Comparing heavy and light

And now for the results! To benchmark, I used the popular crate criterion. I won't go into detail about the implementation of the benchmark because it's fairly dry and the criterion API is quite simple. Feel free to take a look at the benches here. I split the benchmarks into groups so that heavy and light implementations can be side-by-side compared based on 5 categories, per message:

• new: Construct a default concrete message.
• access: Access all the fields of the message without mutation.
• mutate: Mutate all the fields of the message.
• reflect: Reflect a non-empty message. See implementation for more details.
• absorb: Absorb a reflection of a non-empty message. See implementation for more details.

test complex/new/heavy ... bench:          23 ns/iter (+/- 6)
test complex/new/light ... bench:          67 ns/iter (+/- 8)

test complex/access/heavy ... bench:           5 ns/iter (+/- 1)
test complex/access/light ... bench:          14 ns/iter (+/- 4)

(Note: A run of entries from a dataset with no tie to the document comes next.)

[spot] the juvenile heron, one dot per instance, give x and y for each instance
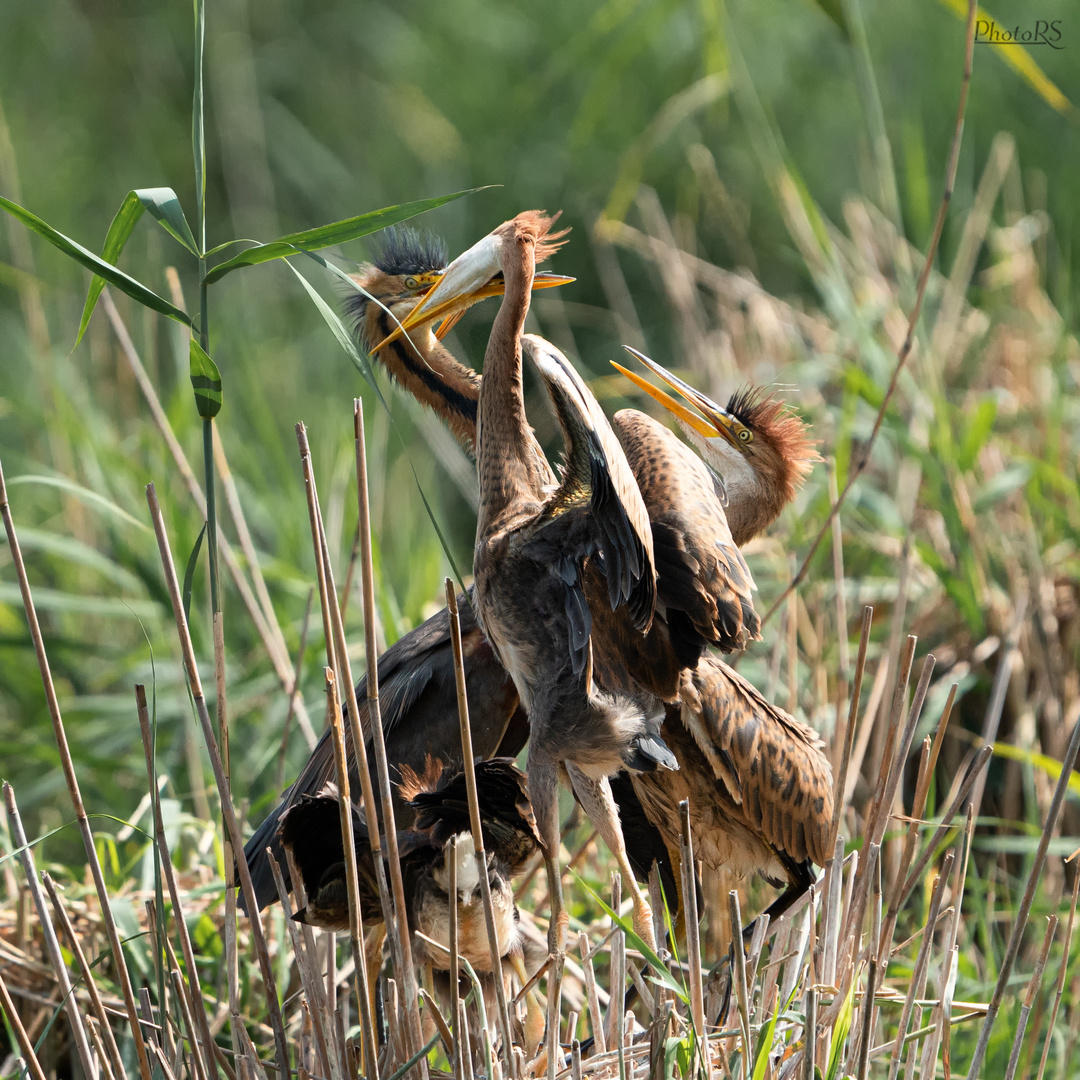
(311, 831)
(758, 453)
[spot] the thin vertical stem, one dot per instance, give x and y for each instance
(469, 766)
(72, 783)
(174, 894)
(232, 826)
(407, 974)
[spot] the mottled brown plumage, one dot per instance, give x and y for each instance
(531, 544)
(703, 586)
(759, 785)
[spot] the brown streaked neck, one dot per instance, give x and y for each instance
(433, 376)
(507, 448)
(750, 511)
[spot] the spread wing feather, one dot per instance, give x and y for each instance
(700, 570)
(782, 778)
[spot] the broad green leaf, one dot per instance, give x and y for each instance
(628, 928)
(205, 381)
(189, 574)
(113, 275)
(840, 1034)
(326, 235)
(165, 206)
(347, 342)
(120, 229)
(1017, 57)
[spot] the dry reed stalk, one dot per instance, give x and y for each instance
(979, 763)
(839, 796)
(103, 1054)
(189, 1023)
(25, 1045)
(1033, 989)
(225, 795)
(693, 930)
(891, 764)
(860, 461)
(399, 937)
(469, 767)
(1025, 905)
(295, 697)
(455, 973)
(158, 936)
(867, 1007)
(352, 882)
(267, 625)
(918, 981)
(318, 1011)
(839, 736)
(72, 783)
(201, 1045)
(1061, 973)
(49, 932)
(337, 655)
(105, 1036)
(595, 1015)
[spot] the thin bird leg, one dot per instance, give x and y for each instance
(678, 927)
(598, 804)
(543, 794)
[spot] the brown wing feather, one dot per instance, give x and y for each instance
(700, 570)
(783, 778)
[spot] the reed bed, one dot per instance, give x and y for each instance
(934, 629)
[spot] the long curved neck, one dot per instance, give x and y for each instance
(507, 448)
(432, 375)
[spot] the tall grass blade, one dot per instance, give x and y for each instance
(98, 266)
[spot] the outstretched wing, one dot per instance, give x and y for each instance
(700, 571)
(772, 765)
(597, 477)
(418, 700)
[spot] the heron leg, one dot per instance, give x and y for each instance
(597, 801)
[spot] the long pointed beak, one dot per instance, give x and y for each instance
(473, 275)
(717, 420)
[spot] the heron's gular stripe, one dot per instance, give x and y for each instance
(456, 401)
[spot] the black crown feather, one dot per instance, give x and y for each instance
(405, 251)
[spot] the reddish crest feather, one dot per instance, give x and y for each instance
(783, 429)
(535, 226)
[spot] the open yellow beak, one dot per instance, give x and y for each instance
(473, 275)
(717, 421)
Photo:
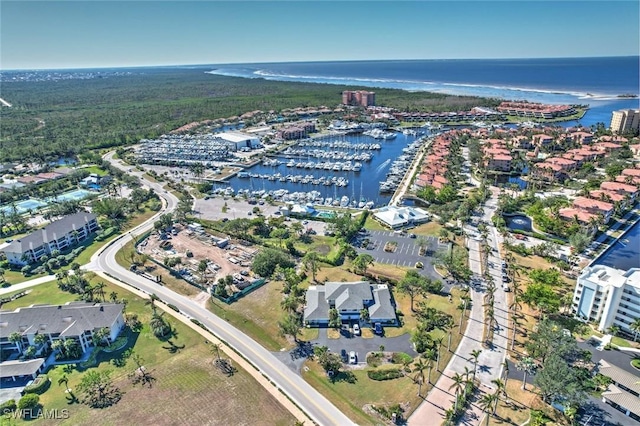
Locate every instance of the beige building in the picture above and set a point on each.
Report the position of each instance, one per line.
(624, 120)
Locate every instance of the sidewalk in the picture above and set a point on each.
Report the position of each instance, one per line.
(490, 361)
(27, 284)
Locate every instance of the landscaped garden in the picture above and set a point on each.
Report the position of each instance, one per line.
(181, 373)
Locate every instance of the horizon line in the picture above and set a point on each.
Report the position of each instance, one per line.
(99, 67)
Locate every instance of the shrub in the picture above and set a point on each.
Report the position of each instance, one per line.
(8, 407)
(380, 375)
(400, 358)
(39, 385)
(28, 401)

test complex/mutate/heavy ... bench:         338 ns/iter (+/- 23)
test complex/mutate/light ... bench:         458 ns/iter (+/- 22)

test complex/reflect/heavy ... bench:         392 ns/iter (+/- 61)
test complex/reflect/light ... bench:          14 ns/iter (+/- 1)

test complex/absorb/heavy ... bench:         462 ns/iter (+/- 120)
test complex/absorb/light ... bench:          23 ns/iter (+/- 51)

test simple/new/heavy ... bench:           2 ns/iter (+/- 0)
test simple/new/light ... bench:          38 ns/iter (+/- 1)

test simple/access/heavy ... bench:           1 ns/iter (+/- 0)
test simple/access/light ... bench:           3 ns/iter (+/- 1)

test simple/mutate/heavy ... bench:           0 ns/iter (+/- 0)
test simple/mutate/light ... bench:          49 ns/iter (+/- 16)

test simple/reflect/heavy ... bench:          39 ns/iter (+/- 28)
test simple/reflect/light ... bench:          14 ns/iter (+/- 2)

test simple/absorb/heavy ... bench:          62 ns/iter (+/- 7)
test simple/absorb/light ... bench:          21 ns/iter (+/- 1)

It comes as no surprise that there is no clear winner here. It'a trade-off between new, access, mutate and reflect, absorb. Light makes the reflection API seemingly constant-time with impressive performance gains, especially for messages with increasingly large amounts of data. But, oof! It really does pay for it by adding non-trivial overhead to what I anticipate to be the far more commonly used methods.